Çin'de geliştirilen aşının Türkiye'deki Faz-3 çalışmaları kapsamında yapılan gönüllü uygulamasına katılan Ankara Üniversitesi Tıp Fakültesi Öğretim Üyesi ve Tıbbi Onkoloji ve Hematoloji Uzmanı Prof. Dr. Taner Demirer, 18 Kasım'da ilk dozu, 2 Aralık'ta ikinci dozu olduğunu kaydetti. Aşının ilk dozdan sonra yan etkisini hissettiğini söyleyen Demirer, "Aşı kolunda olabileceğimi düşündüm. 21'inci günde antikor baktırdım. Hakikaten çok yüksek düzeyde antikorum çıktı. Çin aşısı ölü bir aşı. Dolayısıyla güvenilir bir aşı, tarihsel bir kaydı da var. İnsanlarımız gönül rahatlığıyla yaptırabilirler. Bu zamana kadar olan çalışmalarda Brezilya'dan böyle bir önemli yan etki bildirilmedi. Ülkemizde bir ara analizi yapıldı geçen hafta, yüzde 90'nın üzerinde koruyuculuğu var. Aşının hangi aşı olduğu önemli değil, Pfizer BioNTech olsun, Moderna, AstraZeneca, Amerikan ya da Çin aşısı, aşının milliyetinin, ülkesinin bir önemi yok. Aşılar güvenli aşılar ve yaptırılabilir" dedi.

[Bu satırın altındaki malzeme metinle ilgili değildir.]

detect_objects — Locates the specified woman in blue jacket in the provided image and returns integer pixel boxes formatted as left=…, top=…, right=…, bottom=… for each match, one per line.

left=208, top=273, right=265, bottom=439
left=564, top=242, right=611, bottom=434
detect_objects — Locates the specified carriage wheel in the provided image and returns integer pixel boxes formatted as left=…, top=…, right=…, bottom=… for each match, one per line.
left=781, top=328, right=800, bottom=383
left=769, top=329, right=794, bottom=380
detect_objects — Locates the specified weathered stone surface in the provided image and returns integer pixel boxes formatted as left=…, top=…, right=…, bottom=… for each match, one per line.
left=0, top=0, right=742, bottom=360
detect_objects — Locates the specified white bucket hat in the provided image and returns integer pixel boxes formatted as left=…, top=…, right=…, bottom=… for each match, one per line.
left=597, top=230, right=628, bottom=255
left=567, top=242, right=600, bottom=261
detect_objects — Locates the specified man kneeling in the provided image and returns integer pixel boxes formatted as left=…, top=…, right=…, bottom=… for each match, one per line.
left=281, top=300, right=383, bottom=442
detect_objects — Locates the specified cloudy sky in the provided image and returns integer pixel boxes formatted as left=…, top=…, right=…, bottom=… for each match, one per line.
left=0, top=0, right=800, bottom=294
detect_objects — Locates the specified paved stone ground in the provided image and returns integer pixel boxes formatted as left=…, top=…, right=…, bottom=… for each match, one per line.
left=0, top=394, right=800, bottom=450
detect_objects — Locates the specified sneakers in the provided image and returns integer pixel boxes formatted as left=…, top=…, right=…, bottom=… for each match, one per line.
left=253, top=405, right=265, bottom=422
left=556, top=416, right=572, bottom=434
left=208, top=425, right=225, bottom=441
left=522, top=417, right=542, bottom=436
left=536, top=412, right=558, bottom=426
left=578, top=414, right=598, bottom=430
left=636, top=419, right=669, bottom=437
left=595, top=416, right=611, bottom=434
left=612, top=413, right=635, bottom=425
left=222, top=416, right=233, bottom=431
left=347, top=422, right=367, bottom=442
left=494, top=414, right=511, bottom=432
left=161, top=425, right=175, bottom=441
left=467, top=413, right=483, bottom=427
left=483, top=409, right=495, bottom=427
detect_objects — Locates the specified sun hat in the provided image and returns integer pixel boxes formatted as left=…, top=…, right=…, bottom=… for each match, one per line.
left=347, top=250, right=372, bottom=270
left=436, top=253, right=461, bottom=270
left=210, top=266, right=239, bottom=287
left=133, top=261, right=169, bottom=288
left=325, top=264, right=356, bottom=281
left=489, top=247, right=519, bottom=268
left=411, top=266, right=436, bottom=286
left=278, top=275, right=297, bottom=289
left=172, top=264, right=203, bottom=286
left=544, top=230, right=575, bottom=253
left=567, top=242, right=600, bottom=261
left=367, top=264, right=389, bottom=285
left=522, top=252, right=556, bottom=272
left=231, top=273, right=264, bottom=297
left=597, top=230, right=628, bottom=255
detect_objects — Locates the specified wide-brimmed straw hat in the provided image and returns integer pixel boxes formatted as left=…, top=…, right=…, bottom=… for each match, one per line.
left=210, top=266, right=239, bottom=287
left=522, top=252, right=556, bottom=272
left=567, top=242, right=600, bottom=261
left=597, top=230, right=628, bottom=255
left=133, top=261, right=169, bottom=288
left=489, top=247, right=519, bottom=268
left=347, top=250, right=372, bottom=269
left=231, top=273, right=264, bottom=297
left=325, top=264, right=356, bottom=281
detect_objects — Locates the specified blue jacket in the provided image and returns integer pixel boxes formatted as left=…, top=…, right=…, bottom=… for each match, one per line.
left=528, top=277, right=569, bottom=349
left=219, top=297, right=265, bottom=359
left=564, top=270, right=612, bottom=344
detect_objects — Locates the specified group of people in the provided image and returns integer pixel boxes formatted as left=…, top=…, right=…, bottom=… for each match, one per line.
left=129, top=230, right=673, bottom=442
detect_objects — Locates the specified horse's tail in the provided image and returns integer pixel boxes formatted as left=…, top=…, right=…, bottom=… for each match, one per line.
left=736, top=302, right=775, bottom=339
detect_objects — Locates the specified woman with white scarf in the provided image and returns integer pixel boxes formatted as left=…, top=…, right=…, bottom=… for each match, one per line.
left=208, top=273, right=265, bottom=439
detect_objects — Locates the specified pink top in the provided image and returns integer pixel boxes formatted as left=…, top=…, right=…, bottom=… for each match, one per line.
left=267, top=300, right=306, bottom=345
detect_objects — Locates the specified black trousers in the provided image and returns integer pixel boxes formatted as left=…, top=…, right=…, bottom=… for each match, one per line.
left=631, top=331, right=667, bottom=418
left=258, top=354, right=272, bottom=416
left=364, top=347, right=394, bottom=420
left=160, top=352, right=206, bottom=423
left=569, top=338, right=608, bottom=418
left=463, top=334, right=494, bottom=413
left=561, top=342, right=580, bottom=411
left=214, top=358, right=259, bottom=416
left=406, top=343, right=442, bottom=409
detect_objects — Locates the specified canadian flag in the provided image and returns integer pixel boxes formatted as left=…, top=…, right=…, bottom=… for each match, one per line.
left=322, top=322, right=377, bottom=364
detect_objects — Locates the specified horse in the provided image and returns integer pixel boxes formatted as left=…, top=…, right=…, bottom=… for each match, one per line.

'AŞILARIN DNA ÜZERİNDE OLUMSUZ ETKİLERİ YOK'
Aşıların kas ağrısı, baş ağrısı, hafif ateş dışında önemli bir yan etkilerinin olmadığına dikkat çeken Prof. Dr. Demirer, "Bu aşıların kısırlık yapıcı bir yan etkisi yok, DNA üzerinde bir olumsuz etkileri yok. Özellikle mRNA aşılarının DNA'yı kodlaması yan etki olacağı, DNA'yı tahrip edeceği söyleniyor. Bunların hiçbirisi doğru değil. mRNA aşıları belli bir düzeyde kalıp vücuttan zaten atılıyor. O nedenle, 'birileri bizim beynimize çip takacak takip edecek' bunlar tamamen safsata. Aşılar güvenli. Yeni mRNA aşılarınında faz-3 çalışmaları yapıldı. Bunların da güvenli olduğu görüldü. Dolayısıyla aşıların yapılması lazım. Sağlık Bakanlığımızın ve Bilim Kurulunun mutlaka aydınlatıcı, bilgi verici, aşıyı motive edici özendirici kamu spotları hazırlaması lazım. Eğer iyi özendirir motive edersek bence aşı kabul oranlarının yüzde 80’lerin üzerine çıkacağını tahmin ediyorum" diye konuştu.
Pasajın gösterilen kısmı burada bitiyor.